Keep your remote team running smoothly with 3 focus areas.
Inspired by:
Aleksey Savkin, CEO at BSC Designer
So you've been remote for a while now. Your team seem to be doing well, but it's hard to tell.
To assess how effective your team is while remote, here's where the 3 D’s of Effective Distributed Teams comes in:
1. Discipline 2. Dialogue 3. Documentation
Let’s dive into how you can get a gauge for what’s working and what needs some attention.
Start by giving a pass ✅ or fail ❌ your team for each of these questions:
1. Delivery: Are they reaching goals on time? Look out for: Ignored deadlines on your project management tool.
2. Self-management: Are they managing their time independently? Look out for: Team members consistently report missing personal deadlines in stand ups.
3. Work/life balance: Are they switching off when not working? Look out for: Lingering on Slack late into the evening.
For each question, list 2-3 reasons your team passed or failed. Keep that list handy. We’ll come back to it.
Pass ✅ or fail ❌ on these:
1. Feedback: Are they giving and receiving feedback without prompting? Look out for: Your team come to you before going to peers directly
2. Clarity: Are they clarifying ambiguity? Look out for: Collaborative tasks are often derailed by minor miscommunications.

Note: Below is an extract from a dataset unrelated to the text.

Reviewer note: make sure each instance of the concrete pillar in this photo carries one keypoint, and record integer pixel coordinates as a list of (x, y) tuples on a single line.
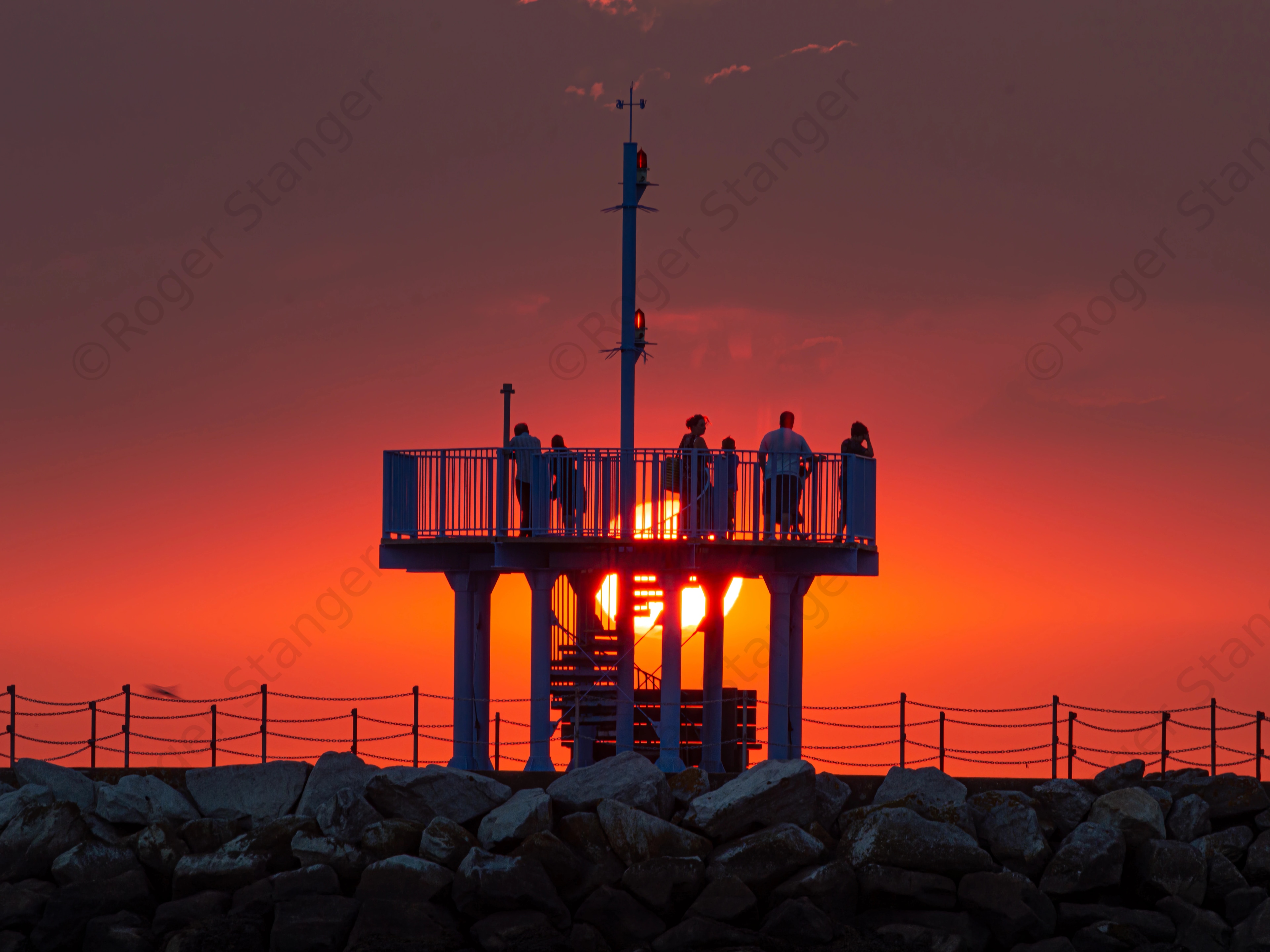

3. Risk awareness: Have they raised blockers and issues early? Look out for: Scope-creep happens on nearly every project.
Write down 2-3 reasons the passed or failed again.
Your final 3 questions to pass ✅ or fail ❌ are:
1. Briefings: Is everyone clear what they have to do when work is handed over? Look out for: No visibility on where projects stand and what needs to be done.
2. Knowledge sharing: Is your team building on learnings? Look out for: Mistakes are repeated.
3. Written communication: Are they getting what they need asynchronously? Look out for: Too many meetings drain people’s time to execute.
List 2-3 reasons they passed or failed for this section as well.
You should have a solid list of what your team's doing well, and not so well.
It’s important to have both because while you try to fix problems, you don't want to lose what’s working in the process.
Next choose: • 1 thing you’ll praise to reinforce that it continues; • 1 thing you’ll improve
Agree on this as a team and come up with initiatives to work on.
Do this once a week, for the next month, and watch your team's effectiveness steadily improve.